Jeff has a 10-year-old HD TV and he's thinking of upgrading to 4K. A TCL 65" with Roku built in. A good buy? Leo says he'll likely need a decoder box to work with the cable subscription. But will he get 4K? Well, that depends on his cable. And even then, no live channels really broadcast in 4K anyway. He can stream it through Netflix and others, but it requires a faster internet connection. One thing he can do is get a 4K Bluray player.
What is the real difference between 4K streaming and ultra Blu-ray discs? Scott Wilkinson says that most of the Ultra Blu-ray discs on the market are now 4K HDR. Streaming content is making the move to HDR, and several of the TV shows streaming are in 4K. Netflix is the leader in this. Stranger Things is going to be streaming in 4K HDR as well, but it won't be as good because of bitrate. It'll top out at about 25 Mbps streaming, and it's data compressed, while 4K Blu-ray HDR is about 100 Mbps uncompressed. Renting Blu-rays is an option, but finding HDR Blu-rays can be a challenge.
Scott is very happy Apple finally joined the 4K/HDR party with the new Apple TV 4K. Even better, the Apple TV supports HDR 10 and Dolby Vision, and will be upgrading all the movies you've already bought that are in HD. But there is a problem. Your new Apple TV won't support YouTube in 4K since it doesn't support VP9, Google's ultra high definition codec.
Ted is having trouble with his Wi-Fi. Leo says that's not really the fault of his network so much as it's just congested from everyone else's networks and activity. Also, Ted is streaming 4K video and that takes a lot of bandwidth. It may be that Ted's ISP just isn't giving him the bandwidth he needs to consistently get a good stream. On top of that, anything they publish gets cut in half when streaming via Wi-Fi and with the congestion and the bandwidth, that's quite a challenge to overcome.

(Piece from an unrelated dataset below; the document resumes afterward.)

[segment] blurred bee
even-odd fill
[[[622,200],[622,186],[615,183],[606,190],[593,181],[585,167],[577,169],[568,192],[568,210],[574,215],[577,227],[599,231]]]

Lance says that he doesn't think 4K streaming will ever take over 4K Blu-ray discs. Scott says that the median downstream bandwidth in the US is far less than what 4K requires, and even if it did, with data caps, your streaming would be terribly limited every month. Leo agrees and says that he's seen 4K streaming and it's nowhere near as good as a Blu-ray experience. Scott says it's because the streams are compressed and that is part of the problem.